In a May editorial in the Ethiopian newspaper Addis Fortune, Kenichi Ohashi, former Ethiopia country director for the World Bank, warned of the consequences of development without democracy. “The long-run stability and resilience of any system come from continual adaptation to changing circumstances. That in turn requires the free flow of information, even when the message is not what the top leaders hoped to hear, and the space for vigorous contestation of ideas.”

South African journalist Joe Thloloe, who was repeatedly imprisoned during apartheid in a career that has spanned more than 50 years, observed, “It’s not an either/or.” One can be democratic and “at the same time ensure that you don’t go hungry,” he said. “If the press doesn’t highlight the wrongs in society, in addition to good things happening, there’s nobody who will be paying attention to the wrongs and devoting time to resolve them.”

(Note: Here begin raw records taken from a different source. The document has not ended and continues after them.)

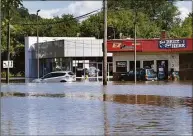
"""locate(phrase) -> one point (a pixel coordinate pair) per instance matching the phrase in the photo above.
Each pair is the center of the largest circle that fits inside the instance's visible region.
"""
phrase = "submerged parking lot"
(88, 108)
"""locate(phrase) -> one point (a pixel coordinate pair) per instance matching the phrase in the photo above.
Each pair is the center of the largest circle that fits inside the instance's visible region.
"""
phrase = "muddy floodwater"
(89, 108)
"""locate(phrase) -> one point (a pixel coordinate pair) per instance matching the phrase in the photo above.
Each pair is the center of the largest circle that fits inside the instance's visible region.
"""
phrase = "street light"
(37, 43)
(135, 42)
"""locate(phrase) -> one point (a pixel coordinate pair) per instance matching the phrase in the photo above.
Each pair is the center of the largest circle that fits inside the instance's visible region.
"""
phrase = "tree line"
(152, 17)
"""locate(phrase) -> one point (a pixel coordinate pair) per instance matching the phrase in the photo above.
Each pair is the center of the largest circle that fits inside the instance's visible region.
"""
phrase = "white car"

That concept is in danger now. In South Africa, the ANC has pushed legislative measures to criminalize investigative journalism and allow officials to classify as secret virtually any piece of government information in the name of “national interest.” The National Assembly approved the controversial bill in November, sending it to the National Council of Provinces for consideration in late year. Under the proposed measures, investigative reports on government shortcomings, such as a May 2 Daily Dispatch story on the poor living conditions of citizens in Eastern Cape, could be suppressed. “Seventeen years after the dawn of democracy, the people of Malepelepe have yet to taste most of the fruits of democracy in the form of development,” reads the story, which quotes a resident named Nofundile Dawuse as saying, “Nothing has changed. I still live in poverty. We don’t have water. I do not have electricity. I use candles and paraffin.”

Mohamed Keita is advocacy coordinator for CPJ’s Africa program. He regularly gives interviews in French and English to international news media on press freedom issues in Africa and has participated in numerous international panels. He conducted a fact-finding mission to Senegal and Mali in 2011.